April 4th, 2008 - 5:48 pm ICT by admin  

A file-photo of ISRO
By M.R. Narayan Swamy
New Delhi, April 4 (IANS) A top leader in the Myanmar junta ended the official leg of a five-day visit to India Friday with a commitment to step up cooperation on many issues ranging from border trade to security matters. Vice Senior General Maung Aye, vice chairman of the State Peace and Development Council, left for Gujarat to see the Reliance petroleum refinery at Jamnagar and the Indian Space Research Organisation (ISRO) complex in Bangalore.

He will also visit the Buddhist pilgrimage sites at Bodh Gaya, Sanchi and Sarnath before flying home Sunday, ending his second trip in eight years to New Delhi.

There is great satisfaction here over the general’s interactions with Indian leaders, who have forged close ties with the military junta in recent years even as they reiterate the necessity for political reconciliation in Yangon.
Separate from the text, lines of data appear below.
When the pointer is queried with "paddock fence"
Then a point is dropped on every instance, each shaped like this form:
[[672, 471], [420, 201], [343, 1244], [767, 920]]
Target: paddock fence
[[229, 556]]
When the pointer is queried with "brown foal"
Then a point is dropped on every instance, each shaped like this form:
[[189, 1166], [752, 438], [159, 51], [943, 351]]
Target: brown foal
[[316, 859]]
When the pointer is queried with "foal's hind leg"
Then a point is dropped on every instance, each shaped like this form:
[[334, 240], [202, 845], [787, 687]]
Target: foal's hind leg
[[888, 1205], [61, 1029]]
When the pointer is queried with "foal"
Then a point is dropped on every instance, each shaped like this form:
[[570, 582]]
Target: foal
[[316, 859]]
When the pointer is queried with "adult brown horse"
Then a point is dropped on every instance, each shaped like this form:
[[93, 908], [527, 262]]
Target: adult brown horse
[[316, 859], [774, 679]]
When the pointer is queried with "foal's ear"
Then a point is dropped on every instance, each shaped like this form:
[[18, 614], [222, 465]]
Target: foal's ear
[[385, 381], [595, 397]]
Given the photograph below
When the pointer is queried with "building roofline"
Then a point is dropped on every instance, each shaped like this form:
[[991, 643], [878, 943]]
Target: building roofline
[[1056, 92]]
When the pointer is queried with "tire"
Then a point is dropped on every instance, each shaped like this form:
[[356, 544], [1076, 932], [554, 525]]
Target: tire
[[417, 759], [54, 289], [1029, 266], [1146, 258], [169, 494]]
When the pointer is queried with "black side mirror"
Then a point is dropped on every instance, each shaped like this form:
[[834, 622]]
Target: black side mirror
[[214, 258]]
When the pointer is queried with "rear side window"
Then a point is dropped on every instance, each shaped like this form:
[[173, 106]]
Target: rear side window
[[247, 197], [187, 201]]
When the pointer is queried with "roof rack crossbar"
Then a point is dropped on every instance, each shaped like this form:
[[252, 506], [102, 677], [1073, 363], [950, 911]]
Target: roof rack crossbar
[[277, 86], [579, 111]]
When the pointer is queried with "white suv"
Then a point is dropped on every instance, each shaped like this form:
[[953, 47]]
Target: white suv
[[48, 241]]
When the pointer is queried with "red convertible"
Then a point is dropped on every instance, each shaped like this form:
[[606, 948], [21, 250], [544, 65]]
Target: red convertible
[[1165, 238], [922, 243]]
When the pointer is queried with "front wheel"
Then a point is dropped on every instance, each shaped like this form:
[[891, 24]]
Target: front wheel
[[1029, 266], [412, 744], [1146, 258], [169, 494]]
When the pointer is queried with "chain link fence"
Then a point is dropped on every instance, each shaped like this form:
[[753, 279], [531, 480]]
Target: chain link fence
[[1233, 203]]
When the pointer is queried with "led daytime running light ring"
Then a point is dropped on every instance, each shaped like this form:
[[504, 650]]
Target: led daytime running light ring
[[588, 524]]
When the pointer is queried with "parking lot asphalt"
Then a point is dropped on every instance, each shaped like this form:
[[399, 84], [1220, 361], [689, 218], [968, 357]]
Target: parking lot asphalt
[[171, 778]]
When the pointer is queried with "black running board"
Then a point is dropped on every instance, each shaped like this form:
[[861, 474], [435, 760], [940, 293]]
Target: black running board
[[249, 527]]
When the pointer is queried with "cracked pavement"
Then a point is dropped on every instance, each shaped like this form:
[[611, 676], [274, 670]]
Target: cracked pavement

One of the most important decisions taken during the talks was to open up the border trade, thus far restricted to just 22 commodities, to regular trade, which presently totals nearly $1 billion.

Both countries feel this will soar once the illegal trade gets crushed following the start of regular trade.

Although the two Asian countries share a 1,600-km winding and often porous frontier, there are only two recognised border points — in the northeast Indian states of Manipur and Mizoram.

An Indian delegation will soon visit Yangon to finalise banking facilities to conduct trade. The decision is expected to greatly benefit India’s northeastern states.

It was also decided to build a road-river link from Mizoram to the Myanmar port of Sitwe, which will be rebuilt by India. This will help the landlocked Indian northeast to get access to the sea and to Southeast Asia, bypassing Bangladesh. Sitwe is just about 170 km from Mizoram.

Myanmar has also applied for the status of observer in the South Asian Association for Regional Cooperation (SAARC). India is supportive of the Myanmar request.

Gen Maung Aye, who was accompanied by a high-level delegation comprising key members of the junta, showed great appreciation of Indian security concerns. He promised that Indian insurgent groups would not get sanctuary in Myanmar.

The leading Indian militant groups that Indian security agencies say have bases in Myanmar include the two rival wings of the National Socialist Council of Nagaland, the United Liberation Front of Asom and the People’s Liberation Army.

Prime Minister Manmohan Singh also told the general that India would support Myanmar to develop its IT, telecommunications and hydrocarbon sectors. New Delhi would also continue to build roads in Myanmar.

At the same time, the general was told gently that India favoured faster movement on the political front in Myanmar, where opposition to the junta took a bitterly violent form last year causing global outrage.

Gen Maung Aye was told that Myanmar needed to make the process of political reforms and reconciliation broad-based to include jailed opposition leader Aung San Suu Kyi and various ethnic groups.

In a sign that it is willing to listen, the military junta conceded an Indian request and received the UN secretary general’s special envoy, Ibrahim Gambari, in March after initially refusing to receive him so early this year.

India also told the general that it was against Western ideas of imposing sanctions against Myanmar over its poor democratic credentials. New Delhi feels that any isolation of the junta will only push it closer to Beijing.